It’s well known that the bill to repeal the Affordable Care Act (ACA) now making its way through the Senate would deny coverage to tens of millions of Americans. Less well known is that it would also hit the brakes on “delivery system reform,” the work of doctors and hospitals to improve quality and reduce costs. In other words, it would make quality of care worse.
The Senate’s “Better Care Reconciliation Act of 2017” would defund Medicaid programs that help people receive care at home instead of having to be in nursing homes and hospitals. It would massively increase cost sharing, which would force people to delay needed care, worsening their outcomes. It would end the ACA’s prevention fund, which supports innovations to prevent heart disease, diabetes, cancer, and stroke. And it would force hospitals into new levels of deficit, where they would have trouble finding the resources to invest in improving their care. Some hospitals, particularly in rural area, would even close their doors.
This gets personal fast. In March, my brother almost died. An overwhelming infection with Legionnaire’s disease shut down his lungs and his kidneys. For ten precarious days machines and medicines took over, orchestrated by a tireless team of a score or more intensive care unit doctors, nurses, and technicians. Today, he’s back at work.
Why did he survive? First, because he had health insurance that he can afford. He would be bankrupt right now without it. But he is a single childless adult, at age 61 not yet old enough for Medicare, and he has several preexisting conditions. If the Senate bill passes, millions of people like him could easily find themselves without insurance in states that cut back on Medicaid, or where the individual market would no longer cover the care needed by people with pre-existing conditions.
Second, he got top-notch care. Having spent most of my professional career as a student of health care quality, I saw that his care was virtually flawless. But I also know that that is not even close to the norm.
American health care is a bizarre combination of audacious successes, like my brother’s recovery, and pervasive defects. Despite the best efforts of the extraordinary American health care workforce, the care system is riddled with problems in quality that no other industry would think of tolerating: safety hazards, wild variations in practice, abusive waiting times, inequities, and failures to respect individual patients’ and families’ values. Tens of thousands of American die each year from errors in their care.
And those defects raise costs – a lot. Such respected scientific bodies as the Rand Corporation and the National Academy of Medicine suggest that at least a third of all US health care expenditures - that’s almost $1 trillion a year – have no value at all. It’s just waste.
That is starting to change. The key is delivery system reform.
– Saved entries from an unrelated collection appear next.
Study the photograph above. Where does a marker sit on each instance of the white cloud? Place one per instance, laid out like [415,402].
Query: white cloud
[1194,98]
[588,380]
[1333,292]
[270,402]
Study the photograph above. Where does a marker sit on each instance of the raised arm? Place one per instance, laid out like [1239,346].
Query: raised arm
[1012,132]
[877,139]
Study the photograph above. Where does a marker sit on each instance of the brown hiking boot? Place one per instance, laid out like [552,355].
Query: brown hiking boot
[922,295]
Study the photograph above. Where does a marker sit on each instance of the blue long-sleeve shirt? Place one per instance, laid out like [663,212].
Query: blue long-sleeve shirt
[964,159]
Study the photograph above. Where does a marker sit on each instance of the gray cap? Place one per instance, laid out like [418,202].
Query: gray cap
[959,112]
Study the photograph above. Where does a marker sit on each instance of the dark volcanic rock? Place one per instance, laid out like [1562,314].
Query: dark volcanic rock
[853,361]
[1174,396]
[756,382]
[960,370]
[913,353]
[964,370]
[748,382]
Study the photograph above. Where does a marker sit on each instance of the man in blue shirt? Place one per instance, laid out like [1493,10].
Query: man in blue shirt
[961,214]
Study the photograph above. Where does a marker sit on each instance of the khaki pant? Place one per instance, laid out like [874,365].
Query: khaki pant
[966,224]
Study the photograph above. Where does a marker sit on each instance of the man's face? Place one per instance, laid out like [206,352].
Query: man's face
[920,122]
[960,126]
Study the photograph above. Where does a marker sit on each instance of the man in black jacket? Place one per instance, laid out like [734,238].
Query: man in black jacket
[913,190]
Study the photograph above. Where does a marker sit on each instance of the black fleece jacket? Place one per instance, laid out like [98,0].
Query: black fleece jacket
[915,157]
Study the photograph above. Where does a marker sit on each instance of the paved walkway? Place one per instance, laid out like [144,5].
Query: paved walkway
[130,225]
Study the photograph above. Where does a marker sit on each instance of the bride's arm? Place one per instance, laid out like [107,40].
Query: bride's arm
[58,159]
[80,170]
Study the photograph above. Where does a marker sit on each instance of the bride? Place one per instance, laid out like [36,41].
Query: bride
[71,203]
A health care quality improvement movement is essential, active, and growing, and the ACA and other recent bipartisan legislation have helped to turbocharge it.
As Administrator of CMS from July, 2010, to December 2011, I got to launch some of the largest quality improvement programs in history.
Under the then brand-new Center for Medicare and Medicaid Innovation – an ACA creation – CMS organized a partnership among more than 4,000 hospitals to reduce errors in care (like hospital-acquired infections, pressure sores, and surgical mishaps) and needless hospital readmissions. Over five years, this program averted 87,000 deaths, 2 million patient injuries, and nearly $20 billion in costs due to errors.
Under the ACA, over 500 new partnerships between Medicare and local groups of doctors and hospitals have formed – so-called “Accountable Care Organizations,” trying to give over 10 million Medicare beneficiaries better patient satisfaction, better outcomes, and lower costs.
The ACA and other laws require publicly available measurements of quality for hospitals, and they use payment to encourage adoption of electronic medical records, which are, at last, ubiquitous in hospitals and taking root in many office practices. In 2009, fewer than 20% of US physicians had electronic medical records; today, more than 80% do. Overall health care costs will be $2.6 trillion lower over the decade following enactment of the ACA than projected even while millions more people have insurance
This is “delivery system reform” - changing the processes of care. It’s a much better way to reduce costs, through improving the quality of care, rather than shifting the burden to patients and families. Instead of waiting for trouble in chronically ill patients, for example, reaching out proactively into their homes, intercepting deterioration and averting the need for a hospital stay. Standardize best practices using checklists and reminder systems. Help telemedicine take off, giving doctors and patients easier ways to interact at lower cost than in traditional office visits.
Expanding health insurance, including Medicaid, is an essential part of the quality imperative. You can’t have excellent care if you can’t afford care in the first place. The ACA does that.
But coverage is not enough. We need delivery system reform – redesigning care so that it works far better to help and heal our families and friends. The ACA does that, too. The Senate and House bills do not. They would set back the quality of care for all of us.